Pemerintah Siapkan Kebijakan Antisipasi Tantangan Ekonomi 2023

20 January 2023 - 05:20 WIB
Antara

Tribratanews.polri.go.id - Jakarta. Pemerintah menyatakan tetap optimistis menghadapi tantangan kondisi perekonomian global di 2023. Hal itu diungkapkan oleh Menteri Koordinator Bidang Perekonomian Airlangga Hartarto.

Menko Airlangga menyebut telah menyiapkan berbagai strategi dan kebijakan agar target pertumbuhan ekonomi sebesar 5,3 persen (yoy) di 2023 tercapai.

“Kalau bicara global, memang global masih ada awan hitam. Bahkan Managing Director IMF mengatakan Indonesia itu adalah the bright sight in the dark," ujar Menko Airlangga, pada Kamis (19/1/2023).

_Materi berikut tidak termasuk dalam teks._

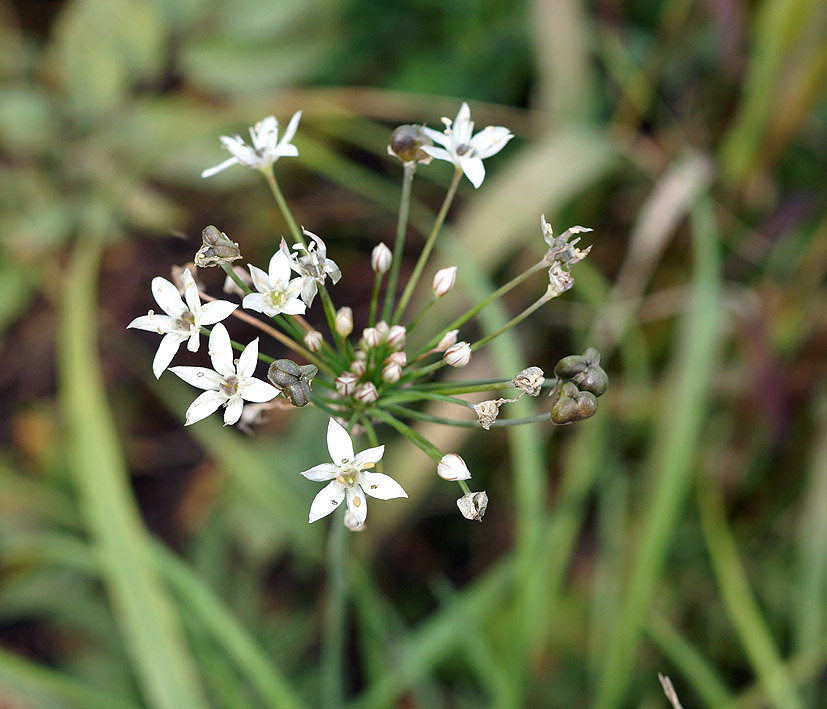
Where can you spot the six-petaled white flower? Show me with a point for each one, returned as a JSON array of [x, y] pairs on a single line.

Baca juga : Kompolnas Apresiasi Divhumas Selalu Respon Cepat Isu Di Masyarakat

"Karena kita punya resiliensi selama penanganan pandemi covid, ini juga berharap punya resiliensi untuk di tahun 2023 ini,” lanjut Menko Airlangga. Dari sisi manufaktur, PMI Manufaktur Indonesia masih berada di level ekspansif mencapai 50,9 di bulan Desember 2022.

Angka tersebut berhasil naik dibandingkan bulan November 2022 yang tercatat sebesar 50,3. Untuk menjaga kinerja sektor manufaktur, Menko Airlangga mengatakan, pemerintah perlu optimis dam akan tetap menjaga demand (permintaan).

Selain itu, pemerintah juga akan melakukan tindak lanjut hilirisasi dan pengembangan ekosistem di sektor manufaktur. Sedangkan dari sektor riil, pemerintah akan meningkatkan kinerja industri berorientasi ekspor yang semakin berdaya saing. 

Saat ini terdapat tiga primadona ekspor Indonesia yakni nikel, kelapa sawit dan turunannya, serta batubara. Sebelumnya Pemerintah juga telah menetapkan kebijakan larangan ekspor bauksit yang akan berlaku mulai Juni 2023.

Menko Airlangga menyebut, mengingat sebagian besar kebutuhan alumina masih impor, pembangunan smelter di dalam negeri menjadi prospek yang menjanjikan. Untuk mendorong percepatan pembangunan smelter, pemerintah akan mengidentifikasi dan merumuskan dukungan kebijakan, terutama yang terkait dengan insentif fiskal.

“Karena memang harga bauksit itu relatif rendah, ya dibawah 60 dollar. Tetapi kalau dia sudah menjadi aluminium bisa di atas 2.300 dollar, jadi nilai tambahnya luar biasa. Dan kedua, pemerintah menyadari bahwa sebagian daripada eksportir itu melakukan investasi yang tidak sepenuhnya direalisasikan,” kata Menko Airlangga.